In Canada, looming censorship bill recalls long-repealed 'Section 13' of Human Rights Act
Bill C-36 broadly targets free speech throughout the country; civil liberties advocates raise alarms.
A looming bill in Canada would impose significant speech burdens on Canadian citizens reminiscent of earlier restrictive censorship rules that were repealed nearly a decade ago.
Bill C-36, introduced in the Canadian parliament late last month, would if passed amend the Canadian Human Rights Act "to provide that it is a discriminatory practice to communicate or cause to be communicated hate speech by means of the Internet or other means of telecommunication in a context in which the hate speech is likely to foment detestation or vilification of an individual or group of individuals on the basis of a prohibited ground of discrimination."
The law would authorize the Canadian "Human Rights Commission" to "accept complaints alleging this discriminatory practice" and would empower the country's "Human Rights Tribunal" to "adjudicate complaints and order remedies."
The bill defines "hate speech" as "communication that expresses detestation or vilification of an individual or group of individuals on the basis of a prohibited ground of discrimination," although it notes that speech that "expresses mere dislike or disdain or ... discredits, humiliates, hurts or offends" does not necessarily qualify as "hate speech" under the law.
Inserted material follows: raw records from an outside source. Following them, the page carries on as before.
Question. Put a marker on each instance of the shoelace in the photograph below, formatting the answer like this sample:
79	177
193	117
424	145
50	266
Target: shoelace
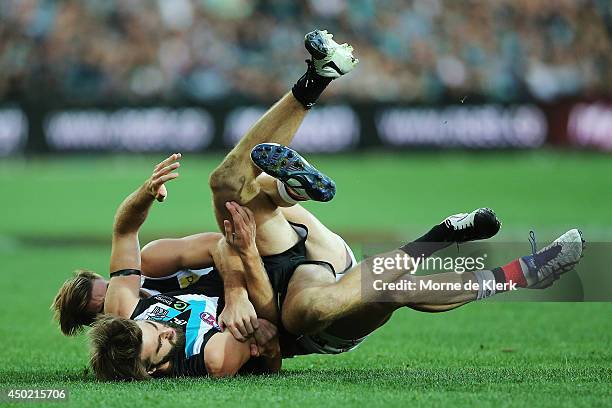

As with many European countries, Canada's government allows for significantly more speech restrictions than are permitted under the United States Constitution. The U.S. Constitution's First Amendment — along with roughly six decades of pro-free-speech decisions by the U.S. Supreme Court — have established protections for free speech that are comparatively rare throughout the rest of the world.
Canada, meanwhile, expressly notes in its Charter of Rights and Freedoms that restrictions on fundamental freedom, including free speech, can be permitted so long as they "can be demonstrably justified in a free and democratic society."
That provision has been interpreted broadly by Canadian lawmakers in the past. A provision of the Canadian Human Rights Act — Section 13 — had prohibited the digital communication of "any matter that is likely to expose a person or persons to hatred or contempt by reason of the fact that that person or those persons are identifiable on the basis of a prohibited ground of discrimination."
That rule was ultimately repealed in 2014. Its demise was attributed in part to conservative commentators Mark Steyn and Ezra Levant arguing successfully against a complaint brought before the Canadian Human Rights Commission pursuant to Section 13 regarding commentary written by Steyn that was critical of Islam.
Bill C-36 would appear to essentially revive Section 13, potentially signaling a new wave of digital speech restrictions in the country. The proposed bill has been met with criticism from various quarters both in and out of Canada. An editorial last week in the Toronto Sun, for example, criticized the proposal's language as "broad" and the bill itself as "a mockery of real laws."
"What it will mean in practice is that anyone will be able to make nuisance claims that someone else's Twitter or Facebook post violates their rights," the editors wrote.
On his eponymous website, meanwhile, Mark Steyn wrote last week that "in the intervening years [since Section 13's repeal] we have reached the stage where free speech is now openly mocked as a weird fringe right-wing obsession."
"The left feels it has no need of freedom of expression because it controls the culture, and therefore in the new world of 'approved speech' they're the ones who grant approval, so what's the problem?" he wrote rhetorically.